「カキーン」という小気味いい音が響く藤沢西高野球部のグラウンド。
マネジャーの漆原みなみ(3年)と外山里菜(同)。1年生からマネジャーを務めてきた2人は、誰もが認める大の野球好き。「とにかく西高野球部のマネジャーになりたい」と入学したのだという。
マネジャーの仕事は試合中のスコア付けはもちろん、練習ではノックのボール渡し、ファーストに溜まったボールの処理と幅広い。グラウンドの外では選手のアイシング用の氷嚢の洗濯まで受け持っている。「手洗いなので、冬は手が荒れてしまって。グラウンドで動き回るので、日焼け止めも欠かせません」と女子らしい悩みもうち明ける。「自分たちで気付いたことは率先して動くようにしています」。練習に打ち込んでいる選手たちにとって何とも頼もしい存在だ。

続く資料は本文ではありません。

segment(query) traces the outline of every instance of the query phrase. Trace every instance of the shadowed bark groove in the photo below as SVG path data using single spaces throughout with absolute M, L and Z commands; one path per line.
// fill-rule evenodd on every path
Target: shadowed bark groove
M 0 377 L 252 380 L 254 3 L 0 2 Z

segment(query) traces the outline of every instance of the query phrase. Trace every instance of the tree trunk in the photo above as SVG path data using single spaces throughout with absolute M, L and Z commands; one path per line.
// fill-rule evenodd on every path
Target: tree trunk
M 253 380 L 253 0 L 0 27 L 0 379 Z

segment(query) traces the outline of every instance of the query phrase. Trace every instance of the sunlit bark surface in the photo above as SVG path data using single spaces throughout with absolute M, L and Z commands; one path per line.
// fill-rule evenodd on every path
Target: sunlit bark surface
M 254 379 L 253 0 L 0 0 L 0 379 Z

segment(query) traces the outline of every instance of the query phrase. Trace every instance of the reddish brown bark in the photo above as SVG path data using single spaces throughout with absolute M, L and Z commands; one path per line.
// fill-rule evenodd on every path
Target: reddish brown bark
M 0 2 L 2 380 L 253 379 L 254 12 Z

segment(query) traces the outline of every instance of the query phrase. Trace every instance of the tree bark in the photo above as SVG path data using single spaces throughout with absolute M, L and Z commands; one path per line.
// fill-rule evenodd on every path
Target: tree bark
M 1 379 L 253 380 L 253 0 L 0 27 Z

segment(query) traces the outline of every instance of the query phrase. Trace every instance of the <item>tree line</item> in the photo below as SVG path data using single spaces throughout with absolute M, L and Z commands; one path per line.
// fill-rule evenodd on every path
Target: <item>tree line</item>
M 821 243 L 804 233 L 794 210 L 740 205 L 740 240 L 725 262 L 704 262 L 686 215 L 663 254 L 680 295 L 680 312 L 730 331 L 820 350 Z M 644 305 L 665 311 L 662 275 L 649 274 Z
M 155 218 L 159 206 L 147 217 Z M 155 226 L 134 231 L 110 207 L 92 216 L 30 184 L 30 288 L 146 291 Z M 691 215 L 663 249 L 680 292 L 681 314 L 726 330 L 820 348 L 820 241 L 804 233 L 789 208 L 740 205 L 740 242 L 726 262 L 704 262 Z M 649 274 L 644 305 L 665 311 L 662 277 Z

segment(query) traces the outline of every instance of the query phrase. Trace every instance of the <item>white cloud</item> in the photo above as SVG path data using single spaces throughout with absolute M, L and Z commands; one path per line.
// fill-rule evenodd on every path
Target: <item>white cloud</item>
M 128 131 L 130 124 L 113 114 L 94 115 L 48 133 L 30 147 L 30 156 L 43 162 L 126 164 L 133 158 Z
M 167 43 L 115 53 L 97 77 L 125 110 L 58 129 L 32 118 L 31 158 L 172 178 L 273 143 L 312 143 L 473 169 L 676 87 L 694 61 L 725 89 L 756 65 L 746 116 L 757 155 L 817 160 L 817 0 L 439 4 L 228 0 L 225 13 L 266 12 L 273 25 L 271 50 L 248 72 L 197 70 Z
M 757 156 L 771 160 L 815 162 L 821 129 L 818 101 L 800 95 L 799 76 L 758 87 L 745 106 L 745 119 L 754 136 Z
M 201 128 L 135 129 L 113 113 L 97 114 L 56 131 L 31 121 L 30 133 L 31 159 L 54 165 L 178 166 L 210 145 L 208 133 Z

チームは昨年の秋の大会で、法政二高に17対0と大敗。2人曰く、今年のチームは歴代最弱とも評されているという。そんな選手たちを力づけようと作ったのが「文字鶴」。横150cm、縦75cm、折鶴3920羽で作られた文字鶴には、スクールカラーであるブルーに染まった「下剋上」の文字が浮かび上がる。バッティングの強化、そして足をからめた攻撃を磨き、あの屈辱を見返そう、そんな意味が込められている。昨年から2人でコツコツと作り始めて完成したのはこの5月。お披露目の時には選手たちから大歓声が上がった。
西高の初戦は7月13日、小田原球場での山北戦。グラウンドでの戦いとは違うかもしれないが、2人もまたこの夏、最後の戦いの舞台に立つ。「選手と1分、1秒でも長く一緒に戦いたい」。心を込めた「文字鶴」が後押しする熱い夏が始まる。